If we buy Emília a Barbie, are we promoting unhealthy sexuality? If we tell her she is beautiful, is this wrong? What girl, or woman for that matter, doesn’t want to be called beautiful? If Emíla wants to be a fairy princess for Halloween, should we force her to be a pirate? What if she genuinely likes princesses? What worries me about Orenstein’s anti-princess sentiment is the following: if, as parents, we constantly assume our daughter is falling prey to some Disney marketing scheme, and that her desires are not her own, then I’m not trusting her ability to know herself or to express her own likes and dislikes.
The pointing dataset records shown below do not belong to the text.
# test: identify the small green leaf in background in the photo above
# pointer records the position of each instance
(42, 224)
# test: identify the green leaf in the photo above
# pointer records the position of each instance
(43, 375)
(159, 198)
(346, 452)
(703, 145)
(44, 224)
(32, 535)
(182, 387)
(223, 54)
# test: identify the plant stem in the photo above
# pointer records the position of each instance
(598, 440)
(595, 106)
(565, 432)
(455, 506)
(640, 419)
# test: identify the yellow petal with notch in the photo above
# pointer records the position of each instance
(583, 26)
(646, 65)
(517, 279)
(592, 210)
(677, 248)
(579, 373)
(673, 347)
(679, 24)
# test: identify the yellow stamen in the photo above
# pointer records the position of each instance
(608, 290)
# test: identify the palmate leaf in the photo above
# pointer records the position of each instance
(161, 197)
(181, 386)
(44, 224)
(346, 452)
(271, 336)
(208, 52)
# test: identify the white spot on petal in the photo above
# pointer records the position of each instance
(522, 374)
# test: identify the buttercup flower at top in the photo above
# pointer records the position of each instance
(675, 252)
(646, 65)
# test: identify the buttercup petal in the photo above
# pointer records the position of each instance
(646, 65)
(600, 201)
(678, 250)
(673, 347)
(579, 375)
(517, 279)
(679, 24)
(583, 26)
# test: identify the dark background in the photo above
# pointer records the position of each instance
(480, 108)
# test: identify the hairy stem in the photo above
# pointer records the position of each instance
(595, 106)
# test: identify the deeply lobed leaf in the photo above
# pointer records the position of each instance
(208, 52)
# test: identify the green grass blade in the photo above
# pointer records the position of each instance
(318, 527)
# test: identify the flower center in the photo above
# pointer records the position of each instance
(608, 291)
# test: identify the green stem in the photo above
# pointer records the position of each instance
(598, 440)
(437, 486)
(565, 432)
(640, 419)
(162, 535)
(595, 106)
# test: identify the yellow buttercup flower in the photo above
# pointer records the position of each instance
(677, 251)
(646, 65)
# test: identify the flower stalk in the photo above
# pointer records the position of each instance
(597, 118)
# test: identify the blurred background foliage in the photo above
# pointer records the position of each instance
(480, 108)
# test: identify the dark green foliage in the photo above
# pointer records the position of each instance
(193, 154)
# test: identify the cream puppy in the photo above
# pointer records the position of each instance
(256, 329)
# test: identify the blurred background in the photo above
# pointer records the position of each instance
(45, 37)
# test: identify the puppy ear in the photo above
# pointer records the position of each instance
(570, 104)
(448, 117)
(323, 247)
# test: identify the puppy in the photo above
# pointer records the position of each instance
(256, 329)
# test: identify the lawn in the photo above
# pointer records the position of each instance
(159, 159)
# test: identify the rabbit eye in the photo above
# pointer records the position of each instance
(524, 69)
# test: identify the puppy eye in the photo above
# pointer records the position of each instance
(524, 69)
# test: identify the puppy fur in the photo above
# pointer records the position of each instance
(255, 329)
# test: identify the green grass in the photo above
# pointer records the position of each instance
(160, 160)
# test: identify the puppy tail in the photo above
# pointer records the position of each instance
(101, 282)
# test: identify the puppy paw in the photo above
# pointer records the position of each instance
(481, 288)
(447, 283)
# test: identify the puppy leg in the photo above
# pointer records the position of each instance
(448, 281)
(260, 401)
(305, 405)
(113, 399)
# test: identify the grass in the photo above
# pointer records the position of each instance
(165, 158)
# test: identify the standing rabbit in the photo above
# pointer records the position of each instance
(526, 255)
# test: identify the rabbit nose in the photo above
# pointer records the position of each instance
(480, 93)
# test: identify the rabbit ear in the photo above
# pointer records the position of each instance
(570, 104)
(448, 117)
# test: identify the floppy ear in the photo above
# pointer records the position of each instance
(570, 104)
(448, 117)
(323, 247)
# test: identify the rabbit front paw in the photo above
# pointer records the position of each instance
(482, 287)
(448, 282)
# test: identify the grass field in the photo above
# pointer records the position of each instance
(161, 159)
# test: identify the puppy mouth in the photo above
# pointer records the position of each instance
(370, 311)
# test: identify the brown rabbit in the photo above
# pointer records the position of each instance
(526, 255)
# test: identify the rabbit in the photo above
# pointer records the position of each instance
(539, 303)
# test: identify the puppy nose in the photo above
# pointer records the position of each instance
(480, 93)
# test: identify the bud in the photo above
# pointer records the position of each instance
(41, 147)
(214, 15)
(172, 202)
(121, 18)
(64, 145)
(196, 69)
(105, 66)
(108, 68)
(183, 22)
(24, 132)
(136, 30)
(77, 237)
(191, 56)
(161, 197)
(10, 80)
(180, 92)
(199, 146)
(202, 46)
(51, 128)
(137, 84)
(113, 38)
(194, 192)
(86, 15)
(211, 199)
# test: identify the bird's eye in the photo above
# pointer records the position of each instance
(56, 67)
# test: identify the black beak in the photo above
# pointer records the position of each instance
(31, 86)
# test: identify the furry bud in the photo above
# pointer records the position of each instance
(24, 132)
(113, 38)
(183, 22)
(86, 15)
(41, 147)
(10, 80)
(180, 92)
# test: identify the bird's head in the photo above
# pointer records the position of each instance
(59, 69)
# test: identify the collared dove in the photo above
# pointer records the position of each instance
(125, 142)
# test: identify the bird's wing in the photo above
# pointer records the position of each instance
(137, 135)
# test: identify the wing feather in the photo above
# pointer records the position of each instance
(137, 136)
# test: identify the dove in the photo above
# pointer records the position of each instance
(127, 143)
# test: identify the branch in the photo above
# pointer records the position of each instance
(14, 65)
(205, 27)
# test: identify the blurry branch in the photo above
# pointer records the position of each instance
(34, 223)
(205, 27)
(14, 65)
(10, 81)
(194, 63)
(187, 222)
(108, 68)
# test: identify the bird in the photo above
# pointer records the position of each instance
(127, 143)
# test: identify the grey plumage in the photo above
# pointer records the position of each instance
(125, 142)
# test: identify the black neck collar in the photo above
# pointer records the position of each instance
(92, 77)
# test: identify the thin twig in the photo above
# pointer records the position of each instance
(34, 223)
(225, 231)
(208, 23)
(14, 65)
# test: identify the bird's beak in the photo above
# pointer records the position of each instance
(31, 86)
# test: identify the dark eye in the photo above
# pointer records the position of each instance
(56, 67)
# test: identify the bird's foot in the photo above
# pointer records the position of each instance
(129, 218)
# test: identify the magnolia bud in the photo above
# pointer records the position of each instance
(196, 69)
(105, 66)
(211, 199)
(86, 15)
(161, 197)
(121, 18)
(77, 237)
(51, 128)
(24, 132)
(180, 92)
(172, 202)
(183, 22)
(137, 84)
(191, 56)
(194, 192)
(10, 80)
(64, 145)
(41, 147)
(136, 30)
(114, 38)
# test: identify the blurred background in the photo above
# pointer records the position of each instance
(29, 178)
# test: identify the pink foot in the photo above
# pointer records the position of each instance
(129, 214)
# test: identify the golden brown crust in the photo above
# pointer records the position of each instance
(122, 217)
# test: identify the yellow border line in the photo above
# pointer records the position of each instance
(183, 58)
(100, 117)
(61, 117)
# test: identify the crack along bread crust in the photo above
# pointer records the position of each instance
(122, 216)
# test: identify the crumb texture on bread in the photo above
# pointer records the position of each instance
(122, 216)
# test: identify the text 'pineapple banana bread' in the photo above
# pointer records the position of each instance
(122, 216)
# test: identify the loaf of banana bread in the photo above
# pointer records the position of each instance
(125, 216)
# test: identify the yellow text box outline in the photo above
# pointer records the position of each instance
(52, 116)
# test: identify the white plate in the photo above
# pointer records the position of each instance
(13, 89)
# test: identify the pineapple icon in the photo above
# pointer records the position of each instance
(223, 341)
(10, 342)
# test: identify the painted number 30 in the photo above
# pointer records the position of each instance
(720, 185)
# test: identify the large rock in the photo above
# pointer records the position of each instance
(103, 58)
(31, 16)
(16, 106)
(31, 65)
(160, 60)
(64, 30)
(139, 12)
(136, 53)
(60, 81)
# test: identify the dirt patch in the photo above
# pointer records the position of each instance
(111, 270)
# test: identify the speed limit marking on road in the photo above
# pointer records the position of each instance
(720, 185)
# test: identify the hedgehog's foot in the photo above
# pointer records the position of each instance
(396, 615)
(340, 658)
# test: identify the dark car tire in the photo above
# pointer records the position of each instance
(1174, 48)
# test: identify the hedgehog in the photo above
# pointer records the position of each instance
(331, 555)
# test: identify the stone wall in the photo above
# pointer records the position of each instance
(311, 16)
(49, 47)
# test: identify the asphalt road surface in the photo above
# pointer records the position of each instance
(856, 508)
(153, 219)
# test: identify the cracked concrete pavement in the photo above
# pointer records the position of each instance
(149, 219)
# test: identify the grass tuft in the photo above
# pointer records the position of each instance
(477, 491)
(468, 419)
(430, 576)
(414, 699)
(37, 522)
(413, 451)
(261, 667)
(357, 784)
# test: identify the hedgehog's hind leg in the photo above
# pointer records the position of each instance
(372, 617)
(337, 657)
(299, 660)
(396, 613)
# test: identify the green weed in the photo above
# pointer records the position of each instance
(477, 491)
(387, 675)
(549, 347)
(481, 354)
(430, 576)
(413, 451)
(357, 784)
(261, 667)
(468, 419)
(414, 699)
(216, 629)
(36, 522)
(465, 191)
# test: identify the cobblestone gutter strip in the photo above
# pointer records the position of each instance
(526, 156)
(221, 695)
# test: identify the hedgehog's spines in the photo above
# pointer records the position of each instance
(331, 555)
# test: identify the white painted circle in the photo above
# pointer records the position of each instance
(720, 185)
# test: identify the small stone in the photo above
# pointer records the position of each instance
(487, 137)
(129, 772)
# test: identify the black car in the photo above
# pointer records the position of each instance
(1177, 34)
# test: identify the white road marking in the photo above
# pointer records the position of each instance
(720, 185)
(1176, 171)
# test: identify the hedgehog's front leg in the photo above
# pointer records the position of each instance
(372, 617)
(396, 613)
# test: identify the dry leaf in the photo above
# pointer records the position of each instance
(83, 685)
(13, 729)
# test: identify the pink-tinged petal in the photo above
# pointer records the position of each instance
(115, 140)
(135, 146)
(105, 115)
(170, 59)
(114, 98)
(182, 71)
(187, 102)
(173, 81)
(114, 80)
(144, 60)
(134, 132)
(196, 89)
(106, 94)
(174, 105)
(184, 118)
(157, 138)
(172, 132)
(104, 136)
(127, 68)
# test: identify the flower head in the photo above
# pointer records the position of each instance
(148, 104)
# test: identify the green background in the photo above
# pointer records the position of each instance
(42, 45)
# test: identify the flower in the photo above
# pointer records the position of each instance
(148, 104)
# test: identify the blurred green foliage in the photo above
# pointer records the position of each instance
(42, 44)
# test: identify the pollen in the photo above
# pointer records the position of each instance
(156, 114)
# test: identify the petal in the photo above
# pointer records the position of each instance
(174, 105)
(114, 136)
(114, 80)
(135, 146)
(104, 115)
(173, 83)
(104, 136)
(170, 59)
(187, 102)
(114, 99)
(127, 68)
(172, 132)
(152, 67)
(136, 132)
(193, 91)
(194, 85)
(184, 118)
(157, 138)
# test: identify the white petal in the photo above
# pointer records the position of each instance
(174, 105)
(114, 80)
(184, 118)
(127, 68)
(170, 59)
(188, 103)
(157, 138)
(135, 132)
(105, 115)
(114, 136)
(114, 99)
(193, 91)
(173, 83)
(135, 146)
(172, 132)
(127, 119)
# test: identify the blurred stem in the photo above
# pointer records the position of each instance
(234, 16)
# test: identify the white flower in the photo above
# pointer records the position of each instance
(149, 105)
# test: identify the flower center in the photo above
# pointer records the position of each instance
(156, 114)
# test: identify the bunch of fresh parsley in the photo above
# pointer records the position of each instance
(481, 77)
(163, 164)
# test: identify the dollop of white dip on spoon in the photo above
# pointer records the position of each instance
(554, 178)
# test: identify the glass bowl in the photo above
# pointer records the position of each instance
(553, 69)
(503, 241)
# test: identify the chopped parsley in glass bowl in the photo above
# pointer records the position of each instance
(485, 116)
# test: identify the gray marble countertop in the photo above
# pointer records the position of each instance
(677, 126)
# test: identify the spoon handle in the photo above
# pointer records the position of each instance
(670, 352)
Here in Brazil there is an African religion called Candomblé that is quite popular, especially where we live in the northeast. According to one Candomblé origin story, when the great god Oxalá made the world, he initially created 17 lesser gods or orixas. One was a goddess named Oxum. The other sixteen gods ignored her, not knowing that when Oxalá “chose all good things/ He also chose their keeper/And this was a woman.” So, as long as Oxum was ignored, nothing the other sixteen divinities did on earth was successful. There was no rain, no birth, no health, no love. Eventually they went to Oxum and asked for her help, and her forgiveness. Like a princess, Oxum wears a gold crown and a beautiful yellow gown. But she is also worshipped for being a loving mother, an old crone, a seductress, a coquette, a guardian, an angel of mercy, a laughing nymph, a feared and respected goddess. Oxum carries both a mirror and a knife. On a superficial level, the mirror is a symbol of her vanity, the knife of her capacity for vengeance. But looking deeper at the goddess, the mirror is a symbol of self-knowledge and honesty. The mirror is also a way to look behind her, to see her enemies. Or her past. Apart from self defense, the knife serves many functions–cooking, skinning, hunting, cutting hair and cloth. If only the Disney princesses could be as versatile as Oxum. This is what I hope to communicate to Emília–femininity takes many forms. Femininity can be powerful.
By the end of her book, Orenstein gives good advice. Stress what your daughters body can do rather than how it is decorated. Praise her accomplishments, not just her looks. Make sure she is media literate–that she understands what is an advertisement and what is not. Make sure she knows which women are real and which are fictional.